Ethnicity, deprivation, and infant mortality in England.


A study in the Journal of the American Medical Association (JAMA) Network Open, using data from Bristol’s National Child Mortality Database, reveals that non-White infants in England face higher mortality rates before their 18th birthday compared to White infants. This risk disparity persists regardless of the family’s wealth or location.

The analysis shows almost half of the heightened risk for non-White infants is linked to preterm birth, which is more prevalent in Asian or Black families. Urgent action is needed to address this issue and find ways to reduce preterm births in these communities.

Karen Luyt, Director of the National Child Mortality Database and Professor of Neonatal Medicine at the University of Bristol, said: “England has one of the highest infant mortality rates in Europe, and there is an urgent need to identify and tackle the factors holding us back.”

“This latest analysis of our unique dataset highlights specific groups at greater risk and indicates where efforts might be focused to drive down infant mortality in the future.”

The study highlights the importance of addressing unbalancing in child mortality rates among different ethnic groups in England.
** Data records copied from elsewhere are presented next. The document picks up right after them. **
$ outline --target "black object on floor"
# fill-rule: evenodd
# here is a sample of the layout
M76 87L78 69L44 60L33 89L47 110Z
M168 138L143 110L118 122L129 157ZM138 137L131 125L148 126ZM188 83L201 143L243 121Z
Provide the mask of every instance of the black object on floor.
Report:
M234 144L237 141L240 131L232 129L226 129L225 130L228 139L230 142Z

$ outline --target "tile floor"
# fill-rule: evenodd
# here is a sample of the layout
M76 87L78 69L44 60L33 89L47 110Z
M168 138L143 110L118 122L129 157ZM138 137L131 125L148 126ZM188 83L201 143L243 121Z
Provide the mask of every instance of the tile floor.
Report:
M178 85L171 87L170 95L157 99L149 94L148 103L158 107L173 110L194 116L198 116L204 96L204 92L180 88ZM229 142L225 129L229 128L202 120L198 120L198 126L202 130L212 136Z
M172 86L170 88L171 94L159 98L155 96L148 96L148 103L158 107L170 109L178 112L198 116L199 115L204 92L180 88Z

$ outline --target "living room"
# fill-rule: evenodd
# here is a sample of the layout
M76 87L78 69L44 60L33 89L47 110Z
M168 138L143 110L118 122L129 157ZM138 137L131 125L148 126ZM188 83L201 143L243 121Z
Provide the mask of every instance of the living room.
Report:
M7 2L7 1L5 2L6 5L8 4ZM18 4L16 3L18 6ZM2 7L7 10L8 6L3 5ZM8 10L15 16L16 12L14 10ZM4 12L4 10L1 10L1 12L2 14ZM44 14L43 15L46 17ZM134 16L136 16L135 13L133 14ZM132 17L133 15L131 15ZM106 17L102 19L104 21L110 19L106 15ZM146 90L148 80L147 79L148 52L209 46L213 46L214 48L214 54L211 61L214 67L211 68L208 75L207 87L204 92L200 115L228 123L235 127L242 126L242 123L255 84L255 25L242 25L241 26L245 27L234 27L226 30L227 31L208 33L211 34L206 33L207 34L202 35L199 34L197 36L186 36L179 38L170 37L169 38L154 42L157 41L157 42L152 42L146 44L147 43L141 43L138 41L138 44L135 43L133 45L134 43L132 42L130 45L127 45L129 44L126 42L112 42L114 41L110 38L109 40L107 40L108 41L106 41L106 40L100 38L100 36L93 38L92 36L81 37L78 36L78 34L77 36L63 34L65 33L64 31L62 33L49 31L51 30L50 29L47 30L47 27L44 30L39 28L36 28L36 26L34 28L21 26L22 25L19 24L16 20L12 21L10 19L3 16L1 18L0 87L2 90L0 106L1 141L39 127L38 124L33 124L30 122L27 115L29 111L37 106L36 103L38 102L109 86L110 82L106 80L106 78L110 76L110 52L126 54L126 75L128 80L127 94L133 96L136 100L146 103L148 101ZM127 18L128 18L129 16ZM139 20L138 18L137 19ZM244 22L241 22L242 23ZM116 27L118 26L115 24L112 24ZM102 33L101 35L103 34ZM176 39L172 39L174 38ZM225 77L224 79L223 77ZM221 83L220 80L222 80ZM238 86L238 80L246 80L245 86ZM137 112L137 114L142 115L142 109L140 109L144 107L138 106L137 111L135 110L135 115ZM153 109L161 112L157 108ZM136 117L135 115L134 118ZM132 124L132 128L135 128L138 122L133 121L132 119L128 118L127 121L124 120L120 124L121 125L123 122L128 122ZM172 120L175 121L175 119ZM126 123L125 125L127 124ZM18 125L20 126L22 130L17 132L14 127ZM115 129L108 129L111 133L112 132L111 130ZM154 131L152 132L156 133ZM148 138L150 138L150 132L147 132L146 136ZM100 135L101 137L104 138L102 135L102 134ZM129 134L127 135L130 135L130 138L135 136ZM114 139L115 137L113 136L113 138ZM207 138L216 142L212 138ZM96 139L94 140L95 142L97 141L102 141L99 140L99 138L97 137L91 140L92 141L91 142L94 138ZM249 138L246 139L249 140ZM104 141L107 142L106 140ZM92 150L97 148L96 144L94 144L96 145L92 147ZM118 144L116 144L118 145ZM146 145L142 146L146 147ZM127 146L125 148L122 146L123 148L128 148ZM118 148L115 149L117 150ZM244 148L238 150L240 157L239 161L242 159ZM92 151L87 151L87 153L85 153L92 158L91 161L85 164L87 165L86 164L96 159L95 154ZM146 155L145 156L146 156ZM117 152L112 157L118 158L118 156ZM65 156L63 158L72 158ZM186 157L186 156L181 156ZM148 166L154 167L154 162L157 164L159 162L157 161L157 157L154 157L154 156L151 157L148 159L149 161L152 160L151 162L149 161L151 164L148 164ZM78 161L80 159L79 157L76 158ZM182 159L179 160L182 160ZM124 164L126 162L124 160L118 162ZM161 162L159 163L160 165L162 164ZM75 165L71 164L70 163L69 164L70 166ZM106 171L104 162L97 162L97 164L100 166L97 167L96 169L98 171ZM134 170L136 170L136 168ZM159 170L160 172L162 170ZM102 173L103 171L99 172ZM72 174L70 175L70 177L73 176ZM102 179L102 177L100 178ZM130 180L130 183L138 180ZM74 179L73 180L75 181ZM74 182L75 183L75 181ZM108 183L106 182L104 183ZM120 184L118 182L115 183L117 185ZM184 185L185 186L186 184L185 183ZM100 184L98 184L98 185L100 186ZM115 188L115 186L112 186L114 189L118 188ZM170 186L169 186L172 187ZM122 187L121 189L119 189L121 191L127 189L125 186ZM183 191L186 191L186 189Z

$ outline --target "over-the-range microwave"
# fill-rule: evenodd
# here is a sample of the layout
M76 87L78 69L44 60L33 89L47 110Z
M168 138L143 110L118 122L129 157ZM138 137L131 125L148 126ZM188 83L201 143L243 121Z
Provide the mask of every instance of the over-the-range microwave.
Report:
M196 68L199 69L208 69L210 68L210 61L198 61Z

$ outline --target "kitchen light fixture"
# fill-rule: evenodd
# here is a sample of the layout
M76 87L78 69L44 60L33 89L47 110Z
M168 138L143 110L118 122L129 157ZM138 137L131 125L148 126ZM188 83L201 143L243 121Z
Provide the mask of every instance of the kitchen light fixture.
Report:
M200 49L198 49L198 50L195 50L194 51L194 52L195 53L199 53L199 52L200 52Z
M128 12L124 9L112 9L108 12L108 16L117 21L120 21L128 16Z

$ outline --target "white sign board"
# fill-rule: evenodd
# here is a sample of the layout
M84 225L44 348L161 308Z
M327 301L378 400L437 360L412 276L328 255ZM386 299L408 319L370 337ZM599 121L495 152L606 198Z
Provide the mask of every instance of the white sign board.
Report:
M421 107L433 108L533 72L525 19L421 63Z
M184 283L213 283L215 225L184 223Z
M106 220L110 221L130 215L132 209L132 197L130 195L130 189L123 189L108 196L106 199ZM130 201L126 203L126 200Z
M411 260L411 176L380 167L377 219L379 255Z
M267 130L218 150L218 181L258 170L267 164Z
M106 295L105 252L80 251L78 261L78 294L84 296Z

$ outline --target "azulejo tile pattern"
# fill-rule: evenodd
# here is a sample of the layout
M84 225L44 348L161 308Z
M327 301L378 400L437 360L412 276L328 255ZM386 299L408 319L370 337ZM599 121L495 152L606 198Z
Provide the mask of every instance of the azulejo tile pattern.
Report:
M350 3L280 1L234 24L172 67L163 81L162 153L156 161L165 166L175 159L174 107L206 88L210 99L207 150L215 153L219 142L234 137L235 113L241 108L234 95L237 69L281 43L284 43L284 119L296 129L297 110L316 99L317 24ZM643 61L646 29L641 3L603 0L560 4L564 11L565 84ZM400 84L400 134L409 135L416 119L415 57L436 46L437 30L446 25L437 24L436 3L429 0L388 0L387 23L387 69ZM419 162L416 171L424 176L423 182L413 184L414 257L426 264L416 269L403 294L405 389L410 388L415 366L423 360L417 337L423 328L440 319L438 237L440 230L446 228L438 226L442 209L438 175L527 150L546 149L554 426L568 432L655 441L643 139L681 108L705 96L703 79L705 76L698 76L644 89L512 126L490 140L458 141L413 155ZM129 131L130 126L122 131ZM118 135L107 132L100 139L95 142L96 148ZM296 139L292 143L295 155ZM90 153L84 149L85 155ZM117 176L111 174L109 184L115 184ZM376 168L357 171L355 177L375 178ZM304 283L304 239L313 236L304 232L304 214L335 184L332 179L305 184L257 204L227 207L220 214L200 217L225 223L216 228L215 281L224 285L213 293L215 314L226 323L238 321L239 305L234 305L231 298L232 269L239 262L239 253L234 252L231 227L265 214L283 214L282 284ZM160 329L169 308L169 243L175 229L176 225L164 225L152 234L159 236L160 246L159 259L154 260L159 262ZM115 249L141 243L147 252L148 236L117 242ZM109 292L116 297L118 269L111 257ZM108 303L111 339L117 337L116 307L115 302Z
Urgent action is required to identify and mitigate the factors contributing to higher mortality rates among non-White children, mainly focusing on reducing the incidence of preterm births in affected communities.

Journal reference:

  1. David E. Odd, Sylvia Stoianova, et al., Race and Ethnicity, Deprivation, and Infant Mortality in England, 2019-2022. Journal of American Medical Association. DOI: 10.1001/jamanetworkopen.2023.55403.